Los parientes de Ariel apuntan a la Policía. Y los pesquisas policiales y judiciales a la familia del niño. En el medio, la impunidad. Cuatro años atrás, el 6 de diciembre de 2012, el cadáver putrefacto e irreconocible de Ariel  Tapia (tenía 12 años) aparecía dentro de una vieja heladera en un predio con escombros y cosas viejas situado a sólo 60 metros de su casa en la Villa Angelita, en Santa Lucía. El niño había desaparecido el 1 de diciembre.

La autopsia reveló que le habían dado un golpe en el costado izquierdo de la mandíbula. Y que noqueado, pero aún vivo, fue trasladado hasta esa vieja heladera en la que falleció asfixiado, pues las juntas que le daban hermetismo al aparato no dejaron entrar el aire.


En el primer tramo de la investigación, el juez del caso, Alberto Benito Ortiz, tuvo como sospechosos a los familiares directos del niño e incluso hasta un vecino. Pero la falta de pruebas fue clave para que fueran liberados.

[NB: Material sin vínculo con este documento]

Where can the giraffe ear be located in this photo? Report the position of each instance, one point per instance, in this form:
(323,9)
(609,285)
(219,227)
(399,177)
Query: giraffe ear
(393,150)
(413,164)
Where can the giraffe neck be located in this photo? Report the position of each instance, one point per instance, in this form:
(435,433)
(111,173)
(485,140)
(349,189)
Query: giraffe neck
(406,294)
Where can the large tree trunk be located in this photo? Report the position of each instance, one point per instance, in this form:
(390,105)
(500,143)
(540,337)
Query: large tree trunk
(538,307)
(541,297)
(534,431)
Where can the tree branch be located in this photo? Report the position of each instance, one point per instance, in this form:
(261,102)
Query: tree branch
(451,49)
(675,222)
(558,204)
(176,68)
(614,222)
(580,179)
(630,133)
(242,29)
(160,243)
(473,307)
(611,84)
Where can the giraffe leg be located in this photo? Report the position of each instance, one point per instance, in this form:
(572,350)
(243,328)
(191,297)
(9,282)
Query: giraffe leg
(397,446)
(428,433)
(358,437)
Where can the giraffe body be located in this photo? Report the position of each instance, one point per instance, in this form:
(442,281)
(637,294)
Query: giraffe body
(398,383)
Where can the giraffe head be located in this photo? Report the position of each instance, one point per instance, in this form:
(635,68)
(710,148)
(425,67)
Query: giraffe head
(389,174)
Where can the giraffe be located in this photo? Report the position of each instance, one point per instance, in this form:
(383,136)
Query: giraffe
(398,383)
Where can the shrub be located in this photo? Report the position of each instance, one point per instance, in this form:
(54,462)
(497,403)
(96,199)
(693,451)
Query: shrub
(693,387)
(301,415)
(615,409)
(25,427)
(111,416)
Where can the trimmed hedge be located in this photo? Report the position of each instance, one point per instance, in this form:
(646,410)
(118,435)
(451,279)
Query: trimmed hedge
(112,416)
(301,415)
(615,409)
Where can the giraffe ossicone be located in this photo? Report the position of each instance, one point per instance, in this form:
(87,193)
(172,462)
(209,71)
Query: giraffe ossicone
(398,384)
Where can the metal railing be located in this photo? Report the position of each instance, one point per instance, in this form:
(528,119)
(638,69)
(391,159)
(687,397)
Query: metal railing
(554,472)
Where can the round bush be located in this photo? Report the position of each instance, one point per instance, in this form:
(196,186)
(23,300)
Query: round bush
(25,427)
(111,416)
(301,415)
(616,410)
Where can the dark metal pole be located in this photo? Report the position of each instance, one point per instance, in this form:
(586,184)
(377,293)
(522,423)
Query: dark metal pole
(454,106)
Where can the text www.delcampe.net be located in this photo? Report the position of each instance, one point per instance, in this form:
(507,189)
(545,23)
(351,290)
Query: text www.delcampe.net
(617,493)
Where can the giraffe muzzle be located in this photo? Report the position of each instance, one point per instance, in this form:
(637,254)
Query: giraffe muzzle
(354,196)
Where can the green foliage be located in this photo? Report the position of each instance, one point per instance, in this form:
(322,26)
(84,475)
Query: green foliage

Por lo bajo, los pesquisas judiciales siempre se quejaron de la contaminación de la escena del crimen a manos de la propia Policía. ‘Si había un pequeño rastro o pista, la destrozaron por completo cuando hallaron el cuerpo porque en lugar de vallar la zona todos llegaban a curiosear hasta el lado de la heladera. Si hallaban un cabello podía ser de cualquiera, fue de terror’, dijo un investigador judicial.